- SIMPLE MINDS Promised You A Miracle (Virgin)
- Week Ending 4th July 1987
- 1 Week At #1
Here’s another Pointless-style piece of pointless trivia to do with the early years of my Top 40 Chart; which Simple Minds single was their first to reach #1?
When you think of all the contenders – Waterfront, Alive & Kicking, Don’t You (Forget About Me), Sanctify Yourself, Speed Your Love To Me, All The Things She Said, Up On The Catwalk – it’s downright bizarre that none of these are the answer to that particular question. No, in fact it was a Live version of an old (albeit seminal) hit, released to help promote a Live Double Album of bombastic, fantastic stadium pomp-rock.
These were the decisions I made, and I am bound by them!
Live In The City Of Light was the crowning artefact of Simple Minds’ admission into the big league of the major players; the bands who embraced grand gestures in even larger stadiums across the globe. A transformation that began with 1984’s Sparkle In The Rain and really took off with 1985’s Once Upon A Time, reached a kind of zenith by the end of the World Tour to promote the latter opus. The Live album captured that phase of their career, while offering clues as to where they, and their sound, might be headed next.

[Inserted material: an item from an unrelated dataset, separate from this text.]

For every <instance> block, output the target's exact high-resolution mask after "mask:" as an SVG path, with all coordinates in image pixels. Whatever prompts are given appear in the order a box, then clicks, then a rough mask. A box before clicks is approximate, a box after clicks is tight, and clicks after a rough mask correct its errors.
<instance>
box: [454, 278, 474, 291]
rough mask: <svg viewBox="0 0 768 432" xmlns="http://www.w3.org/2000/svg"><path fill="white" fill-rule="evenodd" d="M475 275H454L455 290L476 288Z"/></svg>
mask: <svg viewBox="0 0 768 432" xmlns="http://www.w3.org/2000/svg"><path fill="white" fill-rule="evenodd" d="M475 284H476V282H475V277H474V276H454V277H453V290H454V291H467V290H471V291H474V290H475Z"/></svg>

The majority of Live In The City Of Light epitomised all the cliches of how bombast and a lack of subtlety had robbed Simple Minds’ music of the dreamy, ethereal magic and lyrically opaque ruminations that made New Gold Dream (81-82-83-84) one of the 1980s’ touchstone releases for a lot of people, and characterised most of their work up to 1985. Yet it packed a mean punch (rumours abound that it was significantly enhanced during “post-production” in the studio), and only an ill-advised, cack-handed medley of Dance To The Music and Sun City spoiled the show.

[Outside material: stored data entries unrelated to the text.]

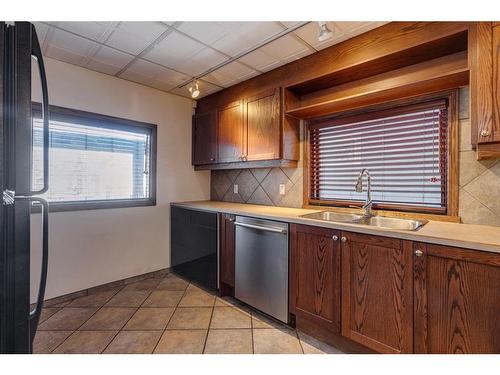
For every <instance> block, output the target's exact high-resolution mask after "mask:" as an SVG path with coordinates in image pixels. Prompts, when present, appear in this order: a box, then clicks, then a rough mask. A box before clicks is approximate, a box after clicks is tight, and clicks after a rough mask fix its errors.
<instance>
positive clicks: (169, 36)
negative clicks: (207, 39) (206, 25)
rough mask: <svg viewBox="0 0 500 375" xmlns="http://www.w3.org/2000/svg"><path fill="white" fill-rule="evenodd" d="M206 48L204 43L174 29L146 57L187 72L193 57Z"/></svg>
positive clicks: (167, 65)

Promised You A Miracle was given extra testosterone, and a whacking great drum kit, to bring into line with the later Once Upon A Time material. But it proved more successful than expected, thanks to the elongated coda which brought to mind that old “shimmering shards of sepulchral majesty” chestnut; a gorgeous, chiming comedown from the heady rush of the chorus, replete with synth strings and Jim Kerr discovering the “whisper” vocal style he’d favour on the band’s subsequent albums.
In the space of four minutes, then, it gave us the past, present and future of Simple Minds circa 1987.